How Mouth Exercises Can Help Reduce Snoring
Snoring can place a strain on even the best of relationships. When a partner snores, it can make it difficult to sleep, with increasingly disrupted sleep resulting in daytime fatigue. People can become desperate for a good night’s sleep, to the extent they end up sleeping in separate rooms.
However, research has shown that mouth and throat exercises can help someone with a mild snore. The same exercises can also have a positive impact for someone with mild to moderate obstructive sleep apnea.
What Causes You to Snore?
When you sleep, the tissues of your airways and your tongue relax, with the space behind the tongue narrowing. As we breathe, the air moves over this relaxed tissue, generally without much of an audible sound. Snoring occurs when the tissues in the airways have become excessively floppy and they start to vibrate as the air flows over them.
Snoring is a major symptom of the sleep disorder obstructive sleep apnea. This disorder sees the upper airways narrow to the point where breathing is interrupted. As the airways narrow and the throat muscles relax the risk of snoring increases.
The Benefits of Mouth and Throat Exercises
The benefits of mouth and throat exercises are they can help improve the tone of the muscle tissues in your airways. Just as you would look to improve muscle strength elsewhere in the body through targeted exercises, you can apply the same logic to your throat. In this case though you will not need a pricey gym membership or any additional fitness equipment at home.
These mouth and throat exercises are often referred to as ‘myofunctional therapy’. They involve exercises which impact the different parts of the airways, including the tongue, the adenoids, the tonsils and soft palate. Studies have shown that employing mouth and throat exercises to tone the muscles in the throat can prevent the tissues from becoming excessively floppy when relaxed overnight.

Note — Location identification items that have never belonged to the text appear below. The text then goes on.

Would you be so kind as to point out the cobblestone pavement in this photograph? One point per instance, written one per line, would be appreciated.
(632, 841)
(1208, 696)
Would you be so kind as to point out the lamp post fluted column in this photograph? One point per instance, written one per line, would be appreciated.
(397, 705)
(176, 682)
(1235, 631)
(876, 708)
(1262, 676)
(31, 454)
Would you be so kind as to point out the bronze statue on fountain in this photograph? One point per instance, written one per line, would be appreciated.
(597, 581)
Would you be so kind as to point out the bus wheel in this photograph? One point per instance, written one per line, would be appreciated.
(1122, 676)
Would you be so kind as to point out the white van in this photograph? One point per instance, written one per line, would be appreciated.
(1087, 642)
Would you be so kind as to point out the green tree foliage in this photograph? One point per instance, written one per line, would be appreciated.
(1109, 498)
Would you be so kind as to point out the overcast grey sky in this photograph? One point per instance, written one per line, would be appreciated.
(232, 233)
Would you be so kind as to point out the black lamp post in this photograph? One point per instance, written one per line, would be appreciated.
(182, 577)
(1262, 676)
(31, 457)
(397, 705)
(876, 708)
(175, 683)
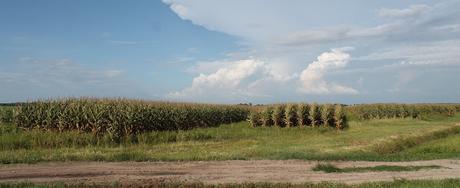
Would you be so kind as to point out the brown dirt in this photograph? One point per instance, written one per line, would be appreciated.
(294, 171)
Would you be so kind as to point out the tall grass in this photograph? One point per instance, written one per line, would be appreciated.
(120, 117)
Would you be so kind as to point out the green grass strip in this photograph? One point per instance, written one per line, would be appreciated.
(402, 143)
(329, 168)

Toned muscle tissues are less likely to vibrate when air passes over them and can reduce the noise and impact of a mild snorer. The studies have shown that these sorts of exercises can also help those with mild to moderate obstructive sleep apnea.
Types of Exercises
Two principal groups of exercises to assist you if you snore involve the tongue and facial muscles. Tongue exercises are designed to help strengthen the tongue as well as the soft palate and throat muscles. Examples include:
- The tongue slide – the tip of the tongue is placed on the back of the top row of the front teeth before sliding the tongue back against the roof of the mouth.
- The tongue stretch – the tongue is stuck out and then you try to touch your chin with your tongue while looking up at the ceiling, holding this position for 10 to 15 seconds.
- Tongue Pushups and Downs – the tongue is pressed against the roof of the mouth for the pushups, and against the lower teeth before pushing the back of the tongue down to the floor of the mouth for the push downs. Hold each position for 10 seconds.
These exercises can be performed in sets of 5 to 10 at a time.
Face exercises you can do include:
- Cheek hook – hook your finger to gently pull your cheek out before pulling your cheek back in using your facial muscles. Alternate between cheeks.
- Lip purse – Purse your lips so your mouth is tightly shut, before opening your mouth and relaxing your jaw and lips
These exercises also help improve muscle strength as well as jaw strength. Both can be performed 10 times on each occasion they are done.
Further Ways to Help Reduce Snoring
Singing or pronouncing the vowels can also help if you snore. By deliberately pronouncing different sounds when you sing -- or saying the vowels with increased emphasis as you move through them alphabetically -- you will exercise the different muscles in the throat.
Changing up the ways you pronounce the sounds or words can also be useful as part of the exercise.
Practicing breathing through the nostrils can also help stabilize the upper airways when you are asleep. As you inhale with the mouth closed, you block one nostril off with your knuckle and exhale through the other nostril. This can be done as a set of 10, alternating between the two nostrils.
How Often Should You Do Mouth and Throat Exercises?
It is important to remember that as with other muscle toning exercises results will not be immediate. However, studies suggest that those who persist with mouth and throat exercises should notice the benefits after around three months.
As a minimum/ you should be looking to exercise the mouth and throat for at least 10 minutes every day to reap the rewards. However, many people tend to perform the sets of exercises two to three times every day.
Can Everyone Benefit?
While many people who snore can look to benefit from mouth and throat exercises it is not a failsafe solution for everyone. The size and shape of a person’s tongue, throat or mouth could decrease the effectiveness of these type of exercises.
Alcohol and sedatives can also be the cause of snoring as they relax the muscles more, and such underlying reasons would need to be addressed before the exercises could have a true impact.
It is important to note that mouth and throat exercises should not be used in place of prescribed treatments. For those with obstructive sleep apnea these type of exercises have been seen to work best in conjunction with CPAP therapy.
Final Thoughts
Snoring can be a disruptive problem, and while mouth and throat exercises are not a complete solution, they can ease the level of disruption involved. They can also assist those with sleep apnea, although you should speak to your doctor for advice on the best exercises to use in conjunction with any other treatments you are currently prescribed.